The USD/CAD pair recovers its recent losses during the early European trading hours on Tuesday. The pair currently trades near 1.3487, gaining 0.25% for the day.

The hawkish stance from the Federal Reserve (Fed) officials and a decline in oil prices are the main drivers for the pair. Market players await the Canadian GDP numbers and the US Core Personal Consumption Expenditure (PCE) Price Index data on Friday for fresh impetus.

From the technical perspective, USD/CAD holds below the 50- and 100-hour Exponential Moving Averages (EMAs) with a downward slope on the four-hour chart, which supports the sellers for the time being. Meanwhile, the Relative Strength Index (RSI) is located in the 40-60 zone, indicating a non-directional movement in the USD/CAD pair.

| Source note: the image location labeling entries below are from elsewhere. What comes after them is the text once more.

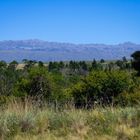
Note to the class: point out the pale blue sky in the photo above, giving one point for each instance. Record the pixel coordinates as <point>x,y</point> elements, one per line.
<point>74,21</point>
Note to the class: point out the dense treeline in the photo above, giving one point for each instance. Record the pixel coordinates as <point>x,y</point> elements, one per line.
<point>82,83</point>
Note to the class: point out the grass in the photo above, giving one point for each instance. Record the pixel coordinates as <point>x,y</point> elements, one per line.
<point>25,121</point>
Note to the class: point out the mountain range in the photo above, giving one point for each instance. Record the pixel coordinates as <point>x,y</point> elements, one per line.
<point>53,51</point>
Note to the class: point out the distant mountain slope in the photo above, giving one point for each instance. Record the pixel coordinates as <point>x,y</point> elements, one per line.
<point>53,51</point>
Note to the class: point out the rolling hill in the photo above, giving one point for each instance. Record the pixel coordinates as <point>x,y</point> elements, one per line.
<point>54,51</point>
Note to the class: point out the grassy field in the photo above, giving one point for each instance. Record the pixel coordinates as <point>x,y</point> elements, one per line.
<point>26,121</point>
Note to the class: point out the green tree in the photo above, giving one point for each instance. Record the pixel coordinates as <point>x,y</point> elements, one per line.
<point>136,61</point>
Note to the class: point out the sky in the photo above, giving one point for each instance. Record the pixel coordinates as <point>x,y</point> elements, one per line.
<point>73,21</point>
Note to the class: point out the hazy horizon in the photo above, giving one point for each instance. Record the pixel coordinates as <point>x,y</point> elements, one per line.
<point>73,21</point>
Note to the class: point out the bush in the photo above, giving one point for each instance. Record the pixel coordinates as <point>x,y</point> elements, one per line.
<point>101,86</point>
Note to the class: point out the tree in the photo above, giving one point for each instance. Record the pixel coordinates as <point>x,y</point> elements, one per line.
<point>102,61</point>
<point>3,64</point>
<point>136,61</point>
<point>100,86</point>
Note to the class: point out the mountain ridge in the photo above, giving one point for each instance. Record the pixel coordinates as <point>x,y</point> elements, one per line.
<point>55,51</point>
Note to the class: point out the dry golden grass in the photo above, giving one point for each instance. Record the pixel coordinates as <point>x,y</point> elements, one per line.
<point>26,121</point>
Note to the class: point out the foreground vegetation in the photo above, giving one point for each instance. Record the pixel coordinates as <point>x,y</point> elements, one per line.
<point>27,121</point>
<point>95,100</point>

The critical resistance level for the pair is seen near the confluence of the upper boundary of the Bollinger Band and 100-hour EMA at the 1.3505-1.3515 zone. The additional upside filter to watch is near a high of September 15 at 1.3550. Any follow-through buying above the latter will pave the way to a high of September 13 at 1.3586, followed by a psychological round figure at 1.3600.

On the downside, a break below the lower limit of the Bollinger Band of 1.3443 will see a drop to a key contention at 1.3400. The mentioned level represents a psychological figure and a low of August 11. Further south, the next downside stop will emerge at 1.3380 (a low of September 19).